Albert sentit la rougeur lui monter au front; il n’y avait plus de doute, Danglars se défendait avec la bassesse, mais avec l’assurance d’un homme qui dit, sinon toute la vérité, du moins une partie de la vérité, non point par conscience, il est vrai, mais par terreur. D’ailleurs, que cherchait Morcerf? ce n’était pas le plus ou moins de culpabilité de Danglars ou de Monte-Cristo, c’était un homme qui répondît de l’offense légère ou grave, c’était un homme qui se battît, et il était évident que Danglars ne se battrait pas.

Et puis, chacune des choses oubliées ou inaperçues redevenait visible à ses yeux ou présente à son souvenir.
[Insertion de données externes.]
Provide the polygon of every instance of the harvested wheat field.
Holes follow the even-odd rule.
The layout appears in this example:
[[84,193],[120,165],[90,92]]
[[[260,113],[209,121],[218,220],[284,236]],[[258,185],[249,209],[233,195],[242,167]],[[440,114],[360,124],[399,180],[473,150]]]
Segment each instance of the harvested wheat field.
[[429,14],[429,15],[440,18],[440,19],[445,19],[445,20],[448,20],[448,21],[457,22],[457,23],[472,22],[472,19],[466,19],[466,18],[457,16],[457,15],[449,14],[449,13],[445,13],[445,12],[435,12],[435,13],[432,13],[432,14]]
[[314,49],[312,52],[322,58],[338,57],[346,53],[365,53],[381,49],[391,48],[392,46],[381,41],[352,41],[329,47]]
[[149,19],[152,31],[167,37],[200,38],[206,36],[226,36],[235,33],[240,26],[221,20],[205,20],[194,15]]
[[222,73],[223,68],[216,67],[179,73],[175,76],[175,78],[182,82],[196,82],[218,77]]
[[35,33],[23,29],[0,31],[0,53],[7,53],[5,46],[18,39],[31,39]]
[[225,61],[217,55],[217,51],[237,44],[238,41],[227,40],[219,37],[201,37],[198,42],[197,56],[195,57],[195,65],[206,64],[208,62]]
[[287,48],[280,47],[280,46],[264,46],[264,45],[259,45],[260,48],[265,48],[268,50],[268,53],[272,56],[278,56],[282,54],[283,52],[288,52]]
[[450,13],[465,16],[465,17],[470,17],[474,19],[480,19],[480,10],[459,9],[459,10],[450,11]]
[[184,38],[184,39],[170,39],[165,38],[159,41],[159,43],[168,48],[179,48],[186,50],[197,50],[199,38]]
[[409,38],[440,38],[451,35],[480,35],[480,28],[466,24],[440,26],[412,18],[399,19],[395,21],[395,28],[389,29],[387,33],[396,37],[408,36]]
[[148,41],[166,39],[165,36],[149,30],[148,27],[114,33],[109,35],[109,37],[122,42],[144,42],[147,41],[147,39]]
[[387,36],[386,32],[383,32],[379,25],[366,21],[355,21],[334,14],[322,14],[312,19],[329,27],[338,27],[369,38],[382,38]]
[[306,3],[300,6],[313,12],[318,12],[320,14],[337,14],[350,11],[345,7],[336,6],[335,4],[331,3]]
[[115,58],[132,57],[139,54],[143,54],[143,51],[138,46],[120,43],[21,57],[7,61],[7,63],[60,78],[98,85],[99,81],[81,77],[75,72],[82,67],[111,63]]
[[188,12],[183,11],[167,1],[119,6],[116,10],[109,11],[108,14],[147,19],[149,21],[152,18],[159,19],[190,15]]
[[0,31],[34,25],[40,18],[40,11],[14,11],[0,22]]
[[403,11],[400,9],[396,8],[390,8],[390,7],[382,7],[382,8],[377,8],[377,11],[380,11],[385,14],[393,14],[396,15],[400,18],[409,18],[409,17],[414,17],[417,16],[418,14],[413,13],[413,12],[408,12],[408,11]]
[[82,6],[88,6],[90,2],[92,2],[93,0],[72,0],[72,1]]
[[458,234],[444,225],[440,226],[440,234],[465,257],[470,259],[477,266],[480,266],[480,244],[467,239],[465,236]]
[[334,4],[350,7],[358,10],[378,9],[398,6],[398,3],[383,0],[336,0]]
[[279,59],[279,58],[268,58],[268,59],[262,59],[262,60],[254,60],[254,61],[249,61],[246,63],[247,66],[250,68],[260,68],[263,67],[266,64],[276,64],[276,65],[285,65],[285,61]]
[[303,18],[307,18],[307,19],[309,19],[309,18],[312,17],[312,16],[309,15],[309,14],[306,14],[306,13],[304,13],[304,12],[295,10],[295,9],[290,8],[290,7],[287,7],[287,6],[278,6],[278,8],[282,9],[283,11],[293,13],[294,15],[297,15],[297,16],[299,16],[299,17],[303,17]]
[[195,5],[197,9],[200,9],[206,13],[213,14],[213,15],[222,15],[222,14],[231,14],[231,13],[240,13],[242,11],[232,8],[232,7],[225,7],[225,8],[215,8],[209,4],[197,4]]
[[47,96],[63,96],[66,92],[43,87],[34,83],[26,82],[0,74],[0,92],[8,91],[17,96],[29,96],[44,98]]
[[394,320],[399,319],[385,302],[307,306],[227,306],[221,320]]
Monte-Cristo savait tout, puisqu’il avait acheté la fille d’Ali-Pacha, or, sachant tout, il avait conseillé à Danglars d’écrire à Janina. Cette réponse connue, il avait accédé au désir manifesté par Albert d’être présenté à Haydée; une fois devant elle, il avait laissé l’entretien tomber sur la mort d’Ali, ne s’opposant pas au récit d’Haydée (mais ayant sans doute donné à la jeune fille dans les quelques mots romaïques qu’il avait prononcés des instructions qui n’avaient point permis à Morcerf de reconnaître son père); d’ailleurs n’avait-il pas prié Morcerf de ne pas prononcer le nom de son père devant Haydée? Enfin il avait mené Albert en Normandie au moment où il savait que le grand éclat devait se faire. Il n’y avait pas à en douter, tout cela était un calcul, et, sans aucun doute, Monte-Cristo s’entendait avec les ennemis de son père.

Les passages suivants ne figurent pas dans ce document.